For a moment Dick was near to despair. There seemed nothing to do but stay there and hope that the Austrian fire would slacken. Even so, however, things were bad enough, for it was highly important, as Dick understood very well, to get the Servian officer into a doctor's hands as soon as possible. His improvised bandage and tourniquet would do very well for an hour or so, but better treatment was necessary, since it was dangerous to arrest the circulation of the blood, what there was left of it, too long. And then Dick heard footsteps, the most welcome sound he had ever heard, he thought—except for the hail that followed a moment later.
"Dick! Where are you?"
It was Stepan Dushan. He had come after Dick, determined not to let a stranger outdo him in courage!
"Here!" cried Dick. "I found him! I believe he'll pull through, if we can get him away. I've been puzzling my brains trying to think how to do it.
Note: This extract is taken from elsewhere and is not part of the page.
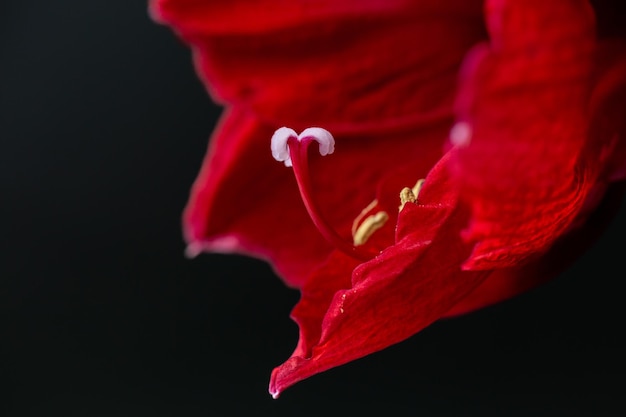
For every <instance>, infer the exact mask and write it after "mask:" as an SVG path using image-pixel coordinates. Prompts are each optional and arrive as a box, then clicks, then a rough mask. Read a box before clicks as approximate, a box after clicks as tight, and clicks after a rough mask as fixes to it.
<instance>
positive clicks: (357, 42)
mask: <svg viewBox="0 0 626 417" xmlns="http://www.w3.org/2000/svg"><path fill="white" fill-rule="evenodd" d="M278 3H280V4H281V6H280V10H281V12H280V13H275V10H274V9H273V6H268V2H243V1H234V2H229V3H228V4H226V3H222V2H217V1H197V0H196V1H191V0H161V1H153V2H152V3H151V11H152V14H153V16H154V17H155V18H157V19H158V20H159V21H161V22H163V23H168V24H170V25H172V27H173V28H174V29H175V30H176V31H177V32H178V33H179V34H180V35H181V36H182V38H183V39H184V40H186V41H187V42H189V43H190V45H191V46H192V48H193V51H194V58H195V61H196V64H197V68H198V73H199V75H200V77H201V78H202V79H203V81H204V82H205V85H206V86H207V88H208V89H209V91H210V92H211V93H212V94H213V97H214V98H215V99H216V100H217V101H218V102H220V103H222V104H224V105H225V107H226V111H225V114H224V116H223V117H222V120H221V122H220V124H219V126H218V127H217V129H216V130H215V132H214V133H213V136H212V138H211V141H210V148H209V151H208V154H207V157H206V160H205V163H204V164H203V167H202V171H201V173H200V175H199V177H198V179H197V180H196V182H195V184H194V186H193V189H192V193H191V197H190V200H189V203H188V205H187V207H186V209H185V215H184V228H185V237H186V240H187V241H188V242H189V245H190V246H189V254H191V255H195V254H197V253H199V252H202V251H221V252H238V253H246V254H249V255H253V256H257V257H260V258H263V259H266V260H268V261H270V262H271V263H272V265H273V266H274V267H275V269H276V271H277V272H278V273H279V275H280V276H281V277H283V278H284V279H285V281H286V282H287V283H288V284H289V285H291V286H295V287H300V286H301V285H302V284H303V282H304V280H305V279H306V276H308V274H309V271H310V270H311V269H312V268H314V267H315V266H316V265H319V264H320V263H321V262H322V261H323V260H324V259H325V258H326V256H328V255H329V254H330V252H331V250H332V248H331V247H330V246H329V245H328V244H327V243H326V242H325V241H324V240H323V239H322V238H321V236H320V235H319V233H318V232H317V231H316V230H315V229H314V228H313V225H312V223H311V221H310V220H309V218H308V215H307V213H306V211H305V209H304V206H303V204H302V201H301V198H300V196H299V195H298V189H297V187H296V184H295V181H294V179H293V176H292V173H291V172H290V170H289V169H286V168H285V167H284V166H281V165H280V164H277V163H275V161H274V160H273V159H272V158H271V155H270V153H269V152H268V151H267V149H269V138H270V137H271V136H272V133H273V131H274V130H275V129H277V128H279V127H281V126H283V125H288V126H289V127H292V128H294V129H296V130H298V131H299V130H301V129H303V128H305V127H310V126H316V125H317V126H321V127H324V128H327V129H329V130H331V131H332V133H333V135H334V136H335V138H336V140H337V142H338V145H337V149H336V152H335V153H334V154H333V155H332V157H328V158H324V159H323V160H321V161H320V160H319V158H318V159H312V161H311V171H312V180H313V188H314V189H315V190H316V198H317V199H318V200H319V201H323V202H324V204H323V206H322V209H324V208H327V210H326V211H325V215H326V216H327V217H328V220H329V222H330V223H331V224H332V225H333V226H334V227H335V228H336V229H337V230H338V231H339V232H340V233H341V234H342V235H344V236H346V239H350V229H351V227H352V222H353V220H354V219H355V217H357V216H358V215H359V213H360V212H361V210H363V209H364V208H365V207H366V206H367V205H368V204H369V203H370V202H371V201H372V200H373V199H374V198H375V197H376V190H377V188H378V187H379V184H380V182H381V181H380V180H381V178H382V177H386V176H389V175H390V174H392V173H393V172H395V171H396V170H398V168H399V167H403V166H405V165H410V162H409V161H408V160H407V155H419V164H417V165H418V166H416V167H415V168H413V169H412V170H410V171H411V173H410V174H409V175H408V176H407V178H406V179H404V181H403V182H402V183H401V185H398V188H397V189H396V190H394V191H393V194H394V197H393V198H394V203H393V204H394V205H396V204H397V194H398V193H399V190H400V189H401V188H402V187H405V186H409V187H410V186H412V185H413V184H414V183H415V181H417V179H419V178H420V176H421V177H423V176H424V175H426V173H427V172H428V170H429V169H430V167H432V166H433V165H434V164H435V163H436V162H437V160H438V159H439V158H440V157H441V155H442V154H443V142H444V138H445V136H446V133H447V129H449V126H450V124H451V122H452V120H453V102H454V96H455V87H456V77H457V72H458V68H459V67H460V65H461V62H462V60H463V57H464V55H465V51H466V49H467V48H468V47H469V46H470V45H472V44H473V43H475V42H476V41H478V40H480V39H484V37H485V36H486V35H485V32H484V26H483V23H482V19H481V5H480V2H479V1H469V2H468V1H456V2H452V3H443V4H442V3H440V2H435V1H424V2H406V1H402V2H393V1H392V2H382V1H378V2H376V1H372V2H369V3H368V2H364V3H361V2H328V1H326V2H324V1H318V2H298V1H296V2H286V3H285V4H282V3H283V2H278ZM276 7H279V6H276ZM272 11H274V12H272ZM416 21H417V22H418V23H417V24H416V23H415V22H416ZM420 39H428V42H421V43H420V45H421V46H420V47H415V41H414V40H420ZM398 40H401V41H398ZM372 51H376V53H375V54H374V53H372ZM401 143H402V144H403V145H402V146H398V145H399V144H401ZM388 144H393V146H388ZM405 171H407V170H405ZM348 172H349V173H350V176H351V178H352V181H351V183H345V182H341V181H337V178H342V177H344V176H345V174H346V173H348ZM346 195H351V198H349V199H346V198H345V196H346ZM393 211H397V210H396V209H395V208H394V209H393ZM390 214H391V215H393V216H395V213H390ZM388 223H389V226H388V228H389V229H391V230H387V231H382V233H379V235H382V234H385V235H386V236H393V224H394V223H395V222H394V221H389V222H388ZM385 242H386V243H385V245H389V244H391V243H393V242H392V239H391V238H388V239H386V241H385ZM385 245H383V246H385Z"/></svg>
But now we can make a stretcher."
"How? We haven't any material, Dick!"
"Haven't they taught you that?" said Dick. "All our scouts know how to turn that trick! Stay here! I'll be back in a minute."
Dick always carried his big knife, which had been a present from his scoutmaster as a reward for a particularly good piece of work that Dick had once done at home. Now, with its biggest blade, he managed to cut away two stout branches of a tree, and to strip them of leaves and twigs. Though they were thin, he knew that the live, green wood was stout, and that while it might bend and give, it would not readily break. He returned with the two poles, and called to Steve.
"Take off your coat and give it to me, Steve," he directed.
Steve obeyed, and Dick laid the coat, and his own, which he now took off, on the ground. Then he passed the poles through the sleeves of the two coats, having laid them end to end, and then he proceeded to button both coats.
"Now do you see?" he said. "Isn't that a fine stretcher for a home-made one? Take his feet now, and lift him very carefully. He's too tall, but if we pass our hands and arms under him, we can support his head and his feet when we start to carry him. It'll be a hard job, but it's the only chance. It's better to let him take the risk of being carried that way than to leave him here. He hasn't any chance at all here, and he will have some this way. How soon can we get him to a doctor?"